Martin learned its lesson a little too late
Martin initially thought something had fallen on the guitar off-camera. When Martin Museum Director Dan Boak got the official story, he was, to put it mildly, perplexed. Per Boak:
"All this about the guitar being smashed being written into the script and that somebody just didn't tell the actor, this is all new information to us. We didn't know anything about the script or Kurt Russell not being told that it was a priceless, irreplaceable artifact from the Martin Museum."
Though the Martin Museum was reimbursed for the value of the guitar (reportedly in the neighborhood of $45,000), they stressed that money wasn't their concern. It was the very existence of the guitar, which was now beyond repair. As a result, the Museum now refuses to lend out any of their instruments for use in film productions.
Russell has since shrugged off the accident, claiming that the value of the guitar skyrockets in value every time the story is re-told. As for Leigh, an actor renowned for her preternatural sensitivity, she's still traumatized. "I was heartbroken about the guitar, because I was quite in love with it," she told Billboard. "I got to actually take it home with me, and I played it every day. It had the most beautiful, warm tone."

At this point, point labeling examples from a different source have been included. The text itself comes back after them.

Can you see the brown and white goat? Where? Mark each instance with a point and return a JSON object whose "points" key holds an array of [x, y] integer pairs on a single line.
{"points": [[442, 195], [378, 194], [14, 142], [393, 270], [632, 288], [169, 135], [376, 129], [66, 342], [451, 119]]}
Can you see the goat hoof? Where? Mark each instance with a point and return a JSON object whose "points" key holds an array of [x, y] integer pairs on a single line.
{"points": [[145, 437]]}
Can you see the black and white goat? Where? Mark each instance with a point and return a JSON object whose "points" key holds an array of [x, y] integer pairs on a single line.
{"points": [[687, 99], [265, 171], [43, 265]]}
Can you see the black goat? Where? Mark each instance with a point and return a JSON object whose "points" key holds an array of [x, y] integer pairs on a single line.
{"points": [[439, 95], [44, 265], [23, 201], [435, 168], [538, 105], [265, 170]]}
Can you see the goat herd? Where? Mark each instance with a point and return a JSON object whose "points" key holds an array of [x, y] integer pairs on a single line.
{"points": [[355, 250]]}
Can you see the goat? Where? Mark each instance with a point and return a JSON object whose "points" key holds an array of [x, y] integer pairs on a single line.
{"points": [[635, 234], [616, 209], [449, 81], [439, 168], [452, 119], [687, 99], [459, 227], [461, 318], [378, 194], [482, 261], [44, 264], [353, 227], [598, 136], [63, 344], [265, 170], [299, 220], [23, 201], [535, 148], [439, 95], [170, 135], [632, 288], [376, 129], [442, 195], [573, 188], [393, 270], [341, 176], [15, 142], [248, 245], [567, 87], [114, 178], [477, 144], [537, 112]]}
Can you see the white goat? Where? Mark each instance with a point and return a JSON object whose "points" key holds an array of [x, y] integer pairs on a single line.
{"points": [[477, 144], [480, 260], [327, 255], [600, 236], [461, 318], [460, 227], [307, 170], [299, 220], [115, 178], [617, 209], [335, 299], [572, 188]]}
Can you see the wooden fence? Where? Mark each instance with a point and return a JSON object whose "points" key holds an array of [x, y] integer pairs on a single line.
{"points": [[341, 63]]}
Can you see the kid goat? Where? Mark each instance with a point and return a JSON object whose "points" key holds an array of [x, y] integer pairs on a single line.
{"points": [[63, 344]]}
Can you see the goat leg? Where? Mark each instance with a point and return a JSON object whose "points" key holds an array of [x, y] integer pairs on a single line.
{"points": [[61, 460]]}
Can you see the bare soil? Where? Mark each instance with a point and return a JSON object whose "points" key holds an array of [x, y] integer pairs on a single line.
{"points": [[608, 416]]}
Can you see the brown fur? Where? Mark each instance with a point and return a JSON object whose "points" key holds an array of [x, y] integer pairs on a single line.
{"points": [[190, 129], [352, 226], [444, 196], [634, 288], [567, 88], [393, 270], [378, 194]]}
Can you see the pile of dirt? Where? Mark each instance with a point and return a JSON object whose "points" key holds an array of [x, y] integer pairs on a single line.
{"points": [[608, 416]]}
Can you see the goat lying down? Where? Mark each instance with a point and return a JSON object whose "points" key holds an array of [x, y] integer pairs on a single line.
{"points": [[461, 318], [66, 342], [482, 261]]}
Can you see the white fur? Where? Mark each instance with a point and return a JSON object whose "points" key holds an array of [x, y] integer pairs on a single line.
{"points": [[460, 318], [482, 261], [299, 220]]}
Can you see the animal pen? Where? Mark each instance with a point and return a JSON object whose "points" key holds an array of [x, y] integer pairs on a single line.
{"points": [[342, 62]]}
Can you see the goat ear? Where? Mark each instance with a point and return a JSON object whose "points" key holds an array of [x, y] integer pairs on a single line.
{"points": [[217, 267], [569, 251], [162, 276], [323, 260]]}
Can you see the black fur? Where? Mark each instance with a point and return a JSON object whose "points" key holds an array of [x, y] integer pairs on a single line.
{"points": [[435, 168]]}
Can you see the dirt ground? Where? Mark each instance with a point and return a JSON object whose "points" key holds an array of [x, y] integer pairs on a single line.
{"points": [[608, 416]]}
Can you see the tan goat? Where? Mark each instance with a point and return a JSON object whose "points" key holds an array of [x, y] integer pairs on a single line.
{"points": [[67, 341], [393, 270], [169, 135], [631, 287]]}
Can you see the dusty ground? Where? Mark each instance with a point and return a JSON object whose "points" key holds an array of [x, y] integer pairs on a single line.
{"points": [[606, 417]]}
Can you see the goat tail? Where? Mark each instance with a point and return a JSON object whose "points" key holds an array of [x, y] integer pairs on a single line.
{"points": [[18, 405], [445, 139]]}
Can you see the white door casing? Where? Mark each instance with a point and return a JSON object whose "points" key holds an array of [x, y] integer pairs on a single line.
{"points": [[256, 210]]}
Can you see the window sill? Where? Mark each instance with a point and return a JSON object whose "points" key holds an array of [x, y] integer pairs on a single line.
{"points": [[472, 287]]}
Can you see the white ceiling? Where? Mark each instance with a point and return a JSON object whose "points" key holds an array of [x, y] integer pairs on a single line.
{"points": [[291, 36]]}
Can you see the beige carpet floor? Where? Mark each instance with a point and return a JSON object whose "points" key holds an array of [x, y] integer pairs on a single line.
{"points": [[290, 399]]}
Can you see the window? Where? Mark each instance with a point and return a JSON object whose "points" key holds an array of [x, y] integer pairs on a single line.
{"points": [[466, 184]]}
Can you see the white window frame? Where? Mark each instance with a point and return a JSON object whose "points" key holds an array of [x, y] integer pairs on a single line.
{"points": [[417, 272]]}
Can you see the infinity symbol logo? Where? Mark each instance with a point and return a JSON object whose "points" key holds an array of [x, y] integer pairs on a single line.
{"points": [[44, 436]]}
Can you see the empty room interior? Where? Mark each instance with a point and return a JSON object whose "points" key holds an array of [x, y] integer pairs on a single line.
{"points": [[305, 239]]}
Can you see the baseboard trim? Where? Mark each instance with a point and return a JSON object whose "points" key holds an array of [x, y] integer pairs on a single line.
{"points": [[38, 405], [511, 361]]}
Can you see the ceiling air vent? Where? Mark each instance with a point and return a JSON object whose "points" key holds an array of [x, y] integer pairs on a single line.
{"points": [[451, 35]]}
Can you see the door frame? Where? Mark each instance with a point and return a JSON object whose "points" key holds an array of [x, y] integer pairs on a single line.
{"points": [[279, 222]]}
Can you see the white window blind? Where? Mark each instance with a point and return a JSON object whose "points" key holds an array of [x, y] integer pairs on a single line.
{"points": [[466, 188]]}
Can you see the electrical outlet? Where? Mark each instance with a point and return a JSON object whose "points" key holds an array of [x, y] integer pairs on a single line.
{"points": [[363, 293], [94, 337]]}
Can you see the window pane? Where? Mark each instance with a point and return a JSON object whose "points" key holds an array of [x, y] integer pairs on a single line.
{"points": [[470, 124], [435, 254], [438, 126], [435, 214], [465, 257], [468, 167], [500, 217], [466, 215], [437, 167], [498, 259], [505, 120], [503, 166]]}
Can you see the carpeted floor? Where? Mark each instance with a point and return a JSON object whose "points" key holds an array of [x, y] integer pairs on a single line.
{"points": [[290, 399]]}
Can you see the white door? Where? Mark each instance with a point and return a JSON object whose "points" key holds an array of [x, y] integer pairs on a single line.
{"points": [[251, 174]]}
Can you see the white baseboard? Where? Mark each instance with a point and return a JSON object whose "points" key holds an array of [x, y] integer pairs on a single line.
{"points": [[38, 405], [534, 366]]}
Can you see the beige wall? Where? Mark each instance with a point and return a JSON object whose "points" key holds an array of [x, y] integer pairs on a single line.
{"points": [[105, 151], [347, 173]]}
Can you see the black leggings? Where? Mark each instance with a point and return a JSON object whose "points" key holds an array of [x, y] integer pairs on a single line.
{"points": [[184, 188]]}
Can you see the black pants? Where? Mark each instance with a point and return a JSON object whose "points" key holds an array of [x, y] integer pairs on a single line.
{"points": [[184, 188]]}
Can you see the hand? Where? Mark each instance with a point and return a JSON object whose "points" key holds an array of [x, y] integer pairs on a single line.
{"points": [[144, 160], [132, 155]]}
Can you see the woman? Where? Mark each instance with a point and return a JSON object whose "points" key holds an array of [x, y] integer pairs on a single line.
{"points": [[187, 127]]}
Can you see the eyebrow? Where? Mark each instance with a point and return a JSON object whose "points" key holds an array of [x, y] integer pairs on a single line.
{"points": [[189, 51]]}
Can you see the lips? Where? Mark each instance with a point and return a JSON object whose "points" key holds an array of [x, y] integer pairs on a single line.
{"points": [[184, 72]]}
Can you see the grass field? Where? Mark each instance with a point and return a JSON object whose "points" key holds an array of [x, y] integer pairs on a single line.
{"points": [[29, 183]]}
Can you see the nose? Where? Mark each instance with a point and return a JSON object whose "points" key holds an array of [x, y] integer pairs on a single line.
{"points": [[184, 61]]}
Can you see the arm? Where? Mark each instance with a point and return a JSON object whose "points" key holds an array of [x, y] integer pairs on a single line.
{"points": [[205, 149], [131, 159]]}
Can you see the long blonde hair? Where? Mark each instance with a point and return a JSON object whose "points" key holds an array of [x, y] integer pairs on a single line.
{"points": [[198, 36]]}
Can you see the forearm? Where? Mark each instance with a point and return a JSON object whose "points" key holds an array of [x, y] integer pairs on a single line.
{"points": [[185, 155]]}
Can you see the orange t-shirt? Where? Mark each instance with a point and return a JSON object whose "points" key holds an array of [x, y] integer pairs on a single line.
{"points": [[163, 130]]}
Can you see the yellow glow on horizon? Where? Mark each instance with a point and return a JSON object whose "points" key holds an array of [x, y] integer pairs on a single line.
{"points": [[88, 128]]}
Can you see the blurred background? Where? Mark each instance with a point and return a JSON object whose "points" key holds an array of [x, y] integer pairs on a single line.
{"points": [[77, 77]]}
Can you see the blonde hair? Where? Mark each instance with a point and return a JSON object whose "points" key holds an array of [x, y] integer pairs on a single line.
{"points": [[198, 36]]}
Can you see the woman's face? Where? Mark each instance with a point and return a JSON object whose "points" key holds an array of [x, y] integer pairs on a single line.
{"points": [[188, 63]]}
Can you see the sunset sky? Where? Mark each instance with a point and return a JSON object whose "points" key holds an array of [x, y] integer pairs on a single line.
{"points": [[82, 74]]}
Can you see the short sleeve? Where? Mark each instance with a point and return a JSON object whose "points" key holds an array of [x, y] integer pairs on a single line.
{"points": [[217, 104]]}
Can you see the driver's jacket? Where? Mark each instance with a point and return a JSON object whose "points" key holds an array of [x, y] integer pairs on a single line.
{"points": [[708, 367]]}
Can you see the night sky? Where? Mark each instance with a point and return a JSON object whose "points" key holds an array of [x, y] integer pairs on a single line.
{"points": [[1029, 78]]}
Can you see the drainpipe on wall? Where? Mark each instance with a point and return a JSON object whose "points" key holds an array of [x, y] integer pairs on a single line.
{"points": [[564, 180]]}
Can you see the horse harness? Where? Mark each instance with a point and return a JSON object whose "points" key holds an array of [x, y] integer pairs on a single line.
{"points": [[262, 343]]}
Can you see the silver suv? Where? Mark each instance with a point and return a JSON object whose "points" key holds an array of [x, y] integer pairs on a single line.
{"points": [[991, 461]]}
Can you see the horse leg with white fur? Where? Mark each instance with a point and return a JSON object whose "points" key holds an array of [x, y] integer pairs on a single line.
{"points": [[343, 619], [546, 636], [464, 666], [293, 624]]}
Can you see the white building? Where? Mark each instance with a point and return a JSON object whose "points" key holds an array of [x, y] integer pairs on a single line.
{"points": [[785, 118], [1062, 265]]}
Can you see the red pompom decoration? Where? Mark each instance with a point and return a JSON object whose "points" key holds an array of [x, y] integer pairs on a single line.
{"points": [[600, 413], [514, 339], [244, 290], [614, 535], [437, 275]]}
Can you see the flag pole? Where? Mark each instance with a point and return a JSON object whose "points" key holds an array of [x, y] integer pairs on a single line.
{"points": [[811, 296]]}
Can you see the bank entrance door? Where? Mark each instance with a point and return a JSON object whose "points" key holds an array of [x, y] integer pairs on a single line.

Leigh and Russell were the last people to hear that tone (you can watch it get snuffed out in Tarantino's mini-series cut of the film on Netflix). You can say it's just a guitar, but each Martin has its own sonorous voice. And this is one that, 140 years after its creation, has been silenced forever.
Did anyone learn anything here? Martin sure did. If a guitar belongs in a museum, it's probably best to keep it there.